Newfound reticence around the fee waiver — along with “an uptick in interest” in programs like the Citizenship Lending Circle — is something that Vanessa Joseph “[has] been noticing a lot.” A lawyer with Catholic Legal Services with a focus on citizenship, Joseph recently conducted a series of outreach sessions about the naturalization process.
“It did come up a lot,” she said. “People are asking: ‘How does the public charge rule affect me as I’m applying for naturalization? If I can’t afford the [application] fee, what should I do? [...] Could getting a fee waiver affect my situation?’”
When facing this line of questioning from the community, Joseph sets the record straight: the public charge rule does not take aim at permanent residents applying for citizenship; and the only downside that comes with requesting a fee waiver is a slightly longer processing time.
“If the eligibility for a fee waiver is there and you can’t pay, then sure, do a fee waiver. The only issue that comes up with that is they have to adjudicate the fee waiver before they adjudicate the application. So it creates a delay,” she said. “But there’s no drawback connected to public charge. That doesn’t exist. It’s only a matter of timing.”
Joseph attributes the confusion to a distorted understanding of the now-stalled public charge rule’s scope.
“There’s a lot of misinformation that is being spread through social media and of course through individuals who are providing information without having all of the facts,” she said. “It happens quite often in immigrant communities.”
A LOOMING THREAT TO FEE WAIVERS
If misinformation played a role keeping citizenship seekers from financial assistance in the past, a policy change actually targeting fee waivers is expected to significantly reduce access to waivers, and naturalization, in the future.
That’s because a proposal floated by the Trump administration earlier this year would revamp the eligibility criteria for the waivers, eliminating proof of means-tested benefits as a way to qualify for relief.
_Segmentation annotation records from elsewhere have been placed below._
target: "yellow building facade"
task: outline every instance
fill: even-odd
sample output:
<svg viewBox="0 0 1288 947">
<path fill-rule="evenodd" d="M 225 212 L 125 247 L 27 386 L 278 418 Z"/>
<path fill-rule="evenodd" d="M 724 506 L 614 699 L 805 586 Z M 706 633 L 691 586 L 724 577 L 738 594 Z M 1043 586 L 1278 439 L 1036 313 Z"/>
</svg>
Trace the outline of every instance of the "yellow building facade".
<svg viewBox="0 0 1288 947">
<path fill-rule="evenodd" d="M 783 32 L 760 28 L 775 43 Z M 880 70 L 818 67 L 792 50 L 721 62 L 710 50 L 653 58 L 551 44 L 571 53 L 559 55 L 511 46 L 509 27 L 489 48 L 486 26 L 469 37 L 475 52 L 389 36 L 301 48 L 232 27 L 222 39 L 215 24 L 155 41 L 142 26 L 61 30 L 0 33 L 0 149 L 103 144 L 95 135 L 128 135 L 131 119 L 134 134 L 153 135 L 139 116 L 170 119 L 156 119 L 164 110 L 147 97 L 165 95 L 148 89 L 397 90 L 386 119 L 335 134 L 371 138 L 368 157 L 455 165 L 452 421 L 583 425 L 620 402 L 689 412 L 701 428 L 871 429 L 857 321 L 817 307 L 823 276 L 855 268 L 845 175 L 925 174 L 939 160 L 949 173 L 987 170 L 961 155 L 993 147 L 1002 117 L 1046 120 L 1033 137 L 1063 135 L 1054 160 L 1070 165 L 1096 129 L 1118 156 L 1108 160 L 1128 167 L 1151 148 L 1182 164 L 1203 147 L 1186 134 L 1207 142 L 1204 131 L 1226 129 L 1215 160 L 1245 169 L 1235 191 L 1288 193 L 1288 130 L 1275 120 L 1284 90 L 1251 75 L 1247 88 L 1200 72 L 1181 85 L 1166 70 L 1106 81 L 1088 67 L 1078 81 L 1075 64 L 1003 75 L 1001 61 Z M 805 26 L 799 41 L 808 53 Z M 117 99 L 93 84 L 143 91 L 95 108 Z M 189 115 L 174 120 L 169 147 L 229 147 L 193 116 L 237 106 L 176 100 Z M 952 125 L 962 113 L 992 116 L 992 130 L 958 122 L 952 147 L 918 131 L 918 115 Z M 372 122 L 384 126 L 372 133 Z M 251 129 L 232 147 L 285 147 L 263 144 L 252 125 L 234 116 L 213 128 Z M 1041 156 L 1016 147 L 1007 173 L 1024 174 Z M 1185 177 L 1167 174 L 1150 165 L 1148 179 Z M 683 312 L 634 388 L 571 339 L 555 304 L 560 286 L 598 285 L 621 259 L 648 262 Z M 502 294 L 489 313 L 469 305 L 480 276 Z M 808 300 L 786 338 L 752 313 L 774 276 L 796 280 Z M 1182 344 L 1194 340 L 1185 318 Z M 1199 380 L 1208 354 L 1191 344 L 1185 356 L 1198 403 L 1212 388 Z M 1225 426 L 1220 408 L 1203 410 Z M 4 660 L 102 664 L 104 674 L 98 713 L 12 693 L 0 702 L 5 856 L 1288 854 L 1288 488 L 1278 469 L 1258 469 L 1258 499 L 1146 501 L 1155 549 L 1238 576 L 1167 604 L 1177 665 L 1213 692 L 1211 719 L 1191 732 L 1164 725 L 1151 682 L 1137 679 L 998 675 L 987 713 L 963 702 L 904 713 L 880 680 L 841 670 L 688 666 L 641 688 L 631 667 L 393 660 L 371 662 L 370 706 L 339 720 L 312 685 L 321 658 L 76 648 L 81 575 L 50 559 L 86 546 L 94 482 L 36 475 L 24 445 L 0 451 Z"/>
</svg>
USCIS would still offer to drop fees for applicants who can demonstrate that they earn a very low income, or suffer financial hardship, through other means.
Critics of the rule change say that, by scrapping the fastest way for people to prove their income is low, the proposal would muddle the process of getting a waiver, potentially discouraging qualified applicants.
“For most people, the easiest way to show that you cannot afford something is to give proof of the social benefits that you are receiving, whether it’s Medicaid or your food stamps,” said Joseph. “What we are going to see is [the need for] much more articulation of the reasons why you are unable to afford the fee. It won’t be as much a chilling effect out of fear but more so out of the hassle. It would be discouraging.”